Forks Woman Is Fined For Vieques Action

She Jumped A Fence To Protest Navy Bombing On Puerto Rican Island.

By Garrett Therolf


September 26, 2002
Copyright © 2002 Allentown Morning Call. All rights reserved. 

A Forks Township woman who works in her family's toy factory, producing teddy bears and plush frogs, said she wandered into the dispute over Navy test bombings in Vieques , Puerto Rico , and faces time in a federal halfway house.

Susan Ravitz said a federal magistrate Tuesday sentenced her to spend 20 days in a halfway house, pay a $500 fine and remain on probation for one year for her protest.

Court officials in Puerto Rico did not return telephone messages seeking confirmation of the sentence.

Ravitz said she began traveling to Puerto Rico 35 years ago. She said she was attracted by its beaches and eventually bought a home on the slender island of Vieques , which is home to 9,000 people and has a particularly beautiful beach.

"[My husband and I] were very enchanted with the area," Ravitz said. "I didn't know so much about what [the Navy was] doing there."

The Navy has occupied a portion of the island for 60 years. Training exercises using bombs and live artillery have drawn aggressive protests since the death of a civilian guard during a bombing exercise three years ago.

President Bush promised last year to pull the Navy out of Vieques by the end of 2003.

Ravitz has joined several protests before and after that promise.
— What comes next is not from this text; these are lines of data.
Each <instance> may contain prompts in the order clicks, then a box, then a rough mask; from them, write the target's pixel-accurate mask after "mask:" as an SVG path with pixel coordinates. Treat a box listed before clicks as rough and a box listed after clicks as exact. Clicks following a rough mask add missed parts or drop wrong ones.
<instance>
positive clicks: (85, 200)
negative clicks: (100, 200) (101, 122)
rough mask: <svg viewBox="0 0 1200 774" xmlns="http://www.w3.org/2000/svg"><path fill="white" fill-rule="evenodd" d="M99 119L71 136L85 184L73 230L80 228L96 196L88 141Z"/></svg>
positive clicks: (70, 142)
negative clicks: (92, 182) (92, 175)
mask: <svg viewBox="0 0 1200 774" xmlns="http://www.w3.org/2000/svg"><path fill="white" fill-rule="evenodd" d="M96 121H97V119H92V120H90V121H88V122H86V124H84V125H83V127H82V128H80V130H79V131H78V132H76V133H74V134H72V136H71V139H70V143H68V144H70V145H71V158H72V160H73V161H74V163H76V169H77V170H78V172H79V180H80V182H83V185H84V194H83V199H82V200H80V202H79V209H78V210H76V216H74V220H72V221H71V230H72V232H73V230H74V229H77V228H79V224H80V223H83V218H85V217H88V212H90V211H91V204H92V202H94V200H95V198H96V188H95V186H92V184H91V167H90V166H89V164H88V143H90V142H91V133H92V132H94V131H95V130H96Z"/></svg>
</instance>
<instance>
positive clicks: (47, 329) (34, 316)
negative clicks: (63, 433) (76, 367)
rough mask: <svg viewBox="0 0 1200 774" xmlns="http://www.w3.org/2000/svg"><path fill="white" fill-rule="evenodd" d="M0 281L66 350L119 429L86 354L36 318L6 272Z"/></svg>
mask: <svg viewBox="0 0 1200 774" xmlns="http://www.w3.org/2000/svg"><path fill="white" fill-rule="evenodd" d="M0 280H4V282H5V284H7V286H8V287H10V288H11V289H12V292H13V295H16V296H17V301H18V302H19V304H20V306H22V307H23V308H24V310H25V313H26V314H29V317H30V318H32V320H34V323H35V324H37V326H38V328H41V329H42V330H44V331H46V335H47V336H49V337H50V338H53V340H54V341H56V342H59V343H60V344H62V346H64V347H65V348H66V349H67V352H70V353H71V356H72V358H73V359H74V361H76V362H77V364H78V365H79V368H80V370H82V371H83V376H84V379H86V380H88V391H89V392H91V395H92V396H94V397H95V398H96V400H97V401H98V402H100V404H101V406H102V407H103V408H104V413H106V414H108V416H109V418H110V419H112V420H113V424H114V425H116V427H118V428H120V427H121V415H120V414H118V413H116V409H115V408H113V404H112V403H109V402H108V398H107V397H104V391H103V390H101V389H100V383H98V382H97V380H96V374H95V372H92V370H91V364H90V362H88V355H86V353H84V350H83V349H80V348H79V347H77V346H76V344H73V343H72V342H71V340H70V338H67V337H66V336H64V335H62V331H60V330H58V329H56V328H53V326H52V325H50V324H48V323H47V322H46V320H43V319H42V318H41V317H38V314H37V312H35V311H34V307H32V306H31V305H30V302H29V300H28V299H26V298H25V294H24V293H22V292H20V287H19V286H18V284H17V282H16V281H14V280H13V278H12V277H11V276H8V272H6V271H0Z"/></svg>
When she was arrested two weeks ago, she said, she jumped a fence into restricted Navy land. Accompanied by a friend and carrying a sign calling for the end of the exercises, Ravitz said, she was quickly arrested by military police and charged with trespassing.
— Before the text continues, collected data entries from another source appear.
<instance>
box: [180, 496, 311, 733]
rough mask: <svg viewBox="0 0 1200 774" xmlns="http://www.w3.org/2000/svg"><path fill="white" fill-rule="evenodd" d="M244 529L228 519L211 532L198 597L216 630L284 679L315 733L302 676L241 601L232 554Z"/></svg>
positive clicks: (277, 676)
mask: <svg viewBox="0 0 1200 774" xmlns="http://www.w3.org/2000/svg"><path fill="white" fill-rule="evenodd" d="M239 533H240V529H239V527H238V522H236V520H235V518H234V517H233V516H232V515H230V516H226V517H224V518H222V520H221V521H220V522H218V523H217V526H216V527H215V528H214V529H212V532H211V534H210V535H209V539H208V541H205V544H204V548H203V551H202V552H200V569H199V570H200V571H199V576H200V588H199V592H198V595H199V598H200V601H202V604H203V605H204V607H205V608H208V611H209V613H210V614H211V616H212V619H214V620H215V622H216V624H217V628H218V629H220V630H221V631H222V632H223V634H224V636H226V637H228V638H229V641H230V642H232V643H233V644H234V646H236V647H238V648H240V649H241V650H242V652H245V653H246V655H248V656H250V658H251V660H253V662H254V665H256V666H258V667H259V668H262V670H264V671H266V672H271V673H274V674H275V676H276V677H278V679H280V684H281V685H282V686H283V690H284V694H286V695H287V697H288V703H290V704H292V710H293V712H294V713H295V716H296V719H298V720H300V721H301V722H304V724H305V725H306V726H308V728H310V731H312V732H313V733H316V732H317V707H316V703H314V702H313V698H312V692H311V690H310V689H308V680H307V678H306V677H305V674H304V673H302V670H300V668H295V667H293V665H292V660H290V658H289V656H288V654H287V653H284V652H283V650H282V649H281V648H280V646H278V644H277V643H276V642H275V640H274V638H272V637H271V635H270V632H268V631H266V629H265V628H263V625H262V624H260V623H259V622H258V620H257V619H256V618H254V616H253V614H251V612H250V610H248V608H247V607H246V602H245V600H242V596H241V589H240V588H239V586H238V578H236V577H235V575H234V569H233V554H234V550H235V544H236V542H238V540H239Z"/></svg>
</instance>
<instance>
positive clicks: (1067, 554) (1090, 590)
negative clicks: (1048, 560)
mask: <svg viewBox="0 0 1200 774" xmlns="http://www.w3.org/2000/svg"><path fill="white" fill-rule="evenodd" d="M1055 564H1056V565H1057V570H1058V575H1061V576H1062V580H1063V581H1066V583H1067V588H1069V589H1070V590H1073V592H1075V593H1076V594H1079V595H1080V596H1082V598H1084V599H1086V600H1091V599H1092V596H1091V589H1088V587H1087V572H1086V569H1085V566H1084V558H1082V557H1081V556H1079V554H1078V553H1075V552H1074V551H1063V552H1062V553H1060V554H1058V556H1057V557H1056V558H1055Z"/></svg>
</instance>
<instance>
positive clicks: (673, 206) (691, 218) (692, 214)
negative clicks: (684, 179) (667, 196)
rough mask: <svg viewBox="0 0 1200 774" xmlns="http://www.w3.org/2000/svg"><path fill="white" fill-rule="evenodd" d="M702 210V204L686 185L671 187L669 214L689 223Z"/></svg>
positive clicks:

"I see myself working for peace and justice," Ravitz said.

"I'm basically a pacifist type person [and] there seems to be a disregard for the well-being of the people [of Vieques ]."
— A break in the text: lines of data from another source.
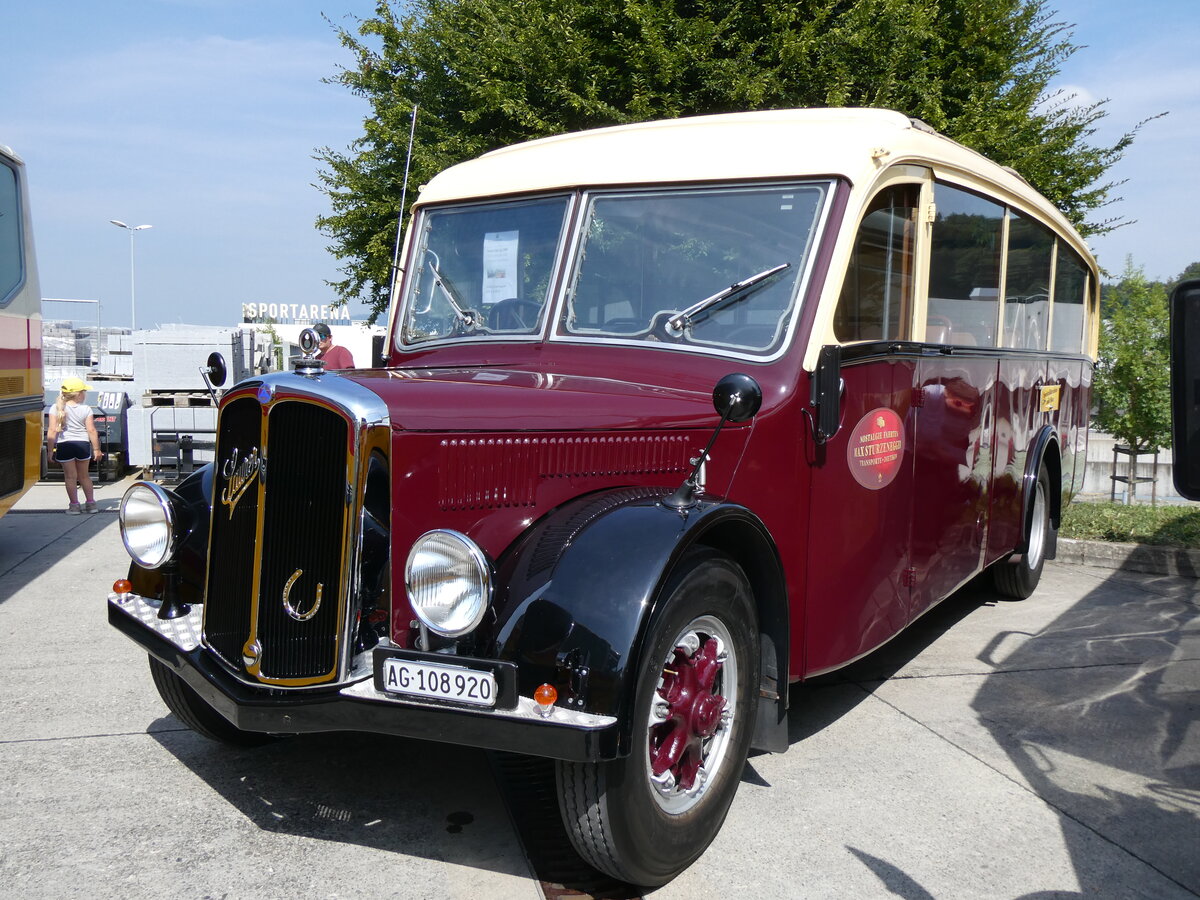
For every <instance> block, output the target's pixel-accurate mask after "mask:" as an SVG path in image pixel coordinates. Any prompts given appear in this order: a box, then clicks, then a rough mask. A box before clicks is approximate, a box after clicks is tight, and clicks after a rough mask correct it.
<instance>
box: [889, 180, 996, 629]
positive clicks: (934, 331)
mask: <svg viewBox="0 0 1200 900" xmlns="http://www.w3.org/2000/svg"><path fill="white" fill-rule="evenodd" d="M929 220H930V235H929V289H928V295H926V308H925V320H924V328H925V342H926V344H925V350H926V355H925V359H923V361H922V368H920V373H919V374H920V383H919V385H918V386H919V391H918V400H919V403H920V404H919V407H918V410H917V427H916V436H914V446H913V452H914V455H916V498H914V502H913V523H912V529H913V530H912V568H913V575H912V578H913V614H914V616H918V614H920V613H922V612H924V611H925V610H928V608H929V607H930V606H931V605H934V604H936V602H937V601H938V600H941V599H942V598H944V596H947V595H948V594H949V593H950V592H953V590H955V589H956V588H959V587H960V586H961V584H964V583H965V582H966V581H967V580H970V578H971V577H972V576H973V575H974V574H976V572H977V571H978V570H979V569H980V566H982V565H983V558H984V547H985V546H986V544H988V540H989V528H990V522H991V518H990V505H991V500H992V497H991V493H992V485H991V481H992V473H994V468H995V464H996V463H995V458H994V457H995V451H996V448H995V444H996V438H997V432H998V431H1000V430H1001V428H1002V412H1001V409H1000V408H998V407H997V382H998V380H1002V379H1001V376H1000V371H1001V366H1002V360H1001V356H1000V355H998V354H997V353H996V349H995V348H997V347H1000V346H1002V340H1003V338H1002V334H1003V329H1004V326H1006V322H1004V319H1003V318H1002V308H1001V274H1002V271H1003V247H1004V236H1006V230H1007V210H1006V208H1004V205H1003V204H1001V203H997V202H996V200H995V199H992V198H989V197H984V196H983V194H979V193H974V192H972V191H967V190H965V188H962V187H956V186H954V185H949V184H946V182H943V181H935V182H934V215H932V216H930V217H929Z"/></svg>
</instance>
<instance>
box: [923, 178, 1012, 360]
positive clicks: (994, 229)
mask: <svg viewBox="0 0 1200 900" xmlns="http://www.w3.org/2000/svg"><path fill="white" fill-rule="evenodd" d="M934 203H935V206H936V210H937V215H936V218H935V221H934V234H932V242H931V245H930V258H929V314H928V318H926V331H928V334H926V337H925V340H926V341H931V342H936V343H950V344H961V346H967V347H974V346H979V347H995V346H996V322H997V319H998V318H1000V316H998V312H1000V258H1001V257H1000V254H1001V247H1002V239H1003V224H1004V208H1003V206H1002V205H1001V204H998V203H994V202H991V200H988V199H984V198H983V197H979V196H978V194H973V193H971V192H968V191H962V190H959V188H956V187H950V186H949V185H943V184H937V185H935V188H934Z"/></svg>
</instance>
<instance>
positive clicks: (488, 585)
mask: <svg viewBox="0 0 1200 900" xmlns="http://www.w3.org/2000/svg"><path fill="white" fill-rule="evenodd" d="M404 586H406V587H407V588H408V600H409V602H410V604H412V605H413V612H415V613H416V618H419V619H420V620H421V622H422V623H424V624H425V625H426V626H427V628H428V629H430V630H432V631H436V632H437V634H439V635H444V636H445V637H458V636H460V635H464V634H467V632H468V631H470V630H472V629H474V628H475V626H476V625H478V624H479V623H480V622H481V620H482V618H484V613H485V612H486V611H487V605H488V604H490V602H491V600H492V570H491V566H490V565H488V562H487V557H486V556H484V551H482V550H480V548H479V546H478V545H476V544H475V542H474V541H473V540H472V539H470V538H468V536H467V535H464V534H460V533H458V532H451V530H436V532H426V533H425V534H422V535H421V536H420V538H418V539H416V542H415V544H413V548H412V550H410V551H409V552H408V564H407V565H406V566H404Z"/></svg>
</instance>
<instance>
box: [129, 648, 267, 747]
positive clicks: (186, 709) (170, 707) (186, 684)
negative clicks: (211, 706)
mask: <svg viewBox="0 0 1200 900" xmlns="http://www.w3.org/2000/svg"><path fill="white" fill-rule="evenodd" d="M150 677H151V678H154V686H155V688H157V689H158V696H160V697H162V702H163V703H166V704H167V708H168V709H169V710H170V712H172V713H174V714H175V718H176V719H179V720H180V721H181V722H182V724H184V725H186V726H187V727H188V728H191V730H192V731H194V732H196V733H197V734H203V736H204V737H206V738H209V739H211V740H218V742H221V743H222V744H233V745H234V746H262V745H263V744H269V743H270V742H272V740H275V737H272V736H271V734H259V733H258V732H253V731H242V730H241V728H239V727H236V726H235V725H233V724H232V722H230V721H229V720H228V719H226V718H224V716H223V715H221V713H218V712H217V710H216V709H214V708H212V707H210V706H209V704H208V703H205V702H204V700H203V698H202V697H200V695H199V694H197V692H196V691H193V690H192V689H191V688H188V686H187V683H186V682H185V680H184V679H182V678H180V677H179V676H178V674H175V673H174V672H173V671H172V670H170V667H169V666H166V665H163V664H162V662H160V661H158V660H156V659H155V658H154V656H150Z"/></svg>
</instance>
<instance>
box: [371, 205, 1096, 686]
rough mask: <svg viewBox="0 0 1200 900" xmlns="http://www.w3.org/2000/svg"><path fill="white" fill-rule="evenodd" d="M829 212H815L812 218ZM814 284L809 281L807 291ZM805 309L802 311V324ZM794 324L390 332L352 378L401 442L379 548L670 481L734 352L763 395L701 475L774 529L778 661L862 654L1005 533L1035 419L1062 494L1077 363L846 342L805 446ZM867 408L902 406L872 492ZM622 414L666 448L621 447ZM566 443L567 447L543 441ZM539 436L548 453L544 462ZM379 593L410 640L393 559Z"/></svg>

It was the first time she faced charges for her protests, according to her husband, Artie.

Back at home, she has participated in protests against U.S. military operations in Iraq and Afganistan.

And Wednesday -- as she resumed work at Art's Toy Manufacturing Co. in Palmer Township -- Ravitz said her friends and colleagues were taking the news of her Puerto Rico arrest in stride.

"They've come to know, you know, that this is what I do now," she said.

"And you know we employ them so I don't think they'll speak out so much."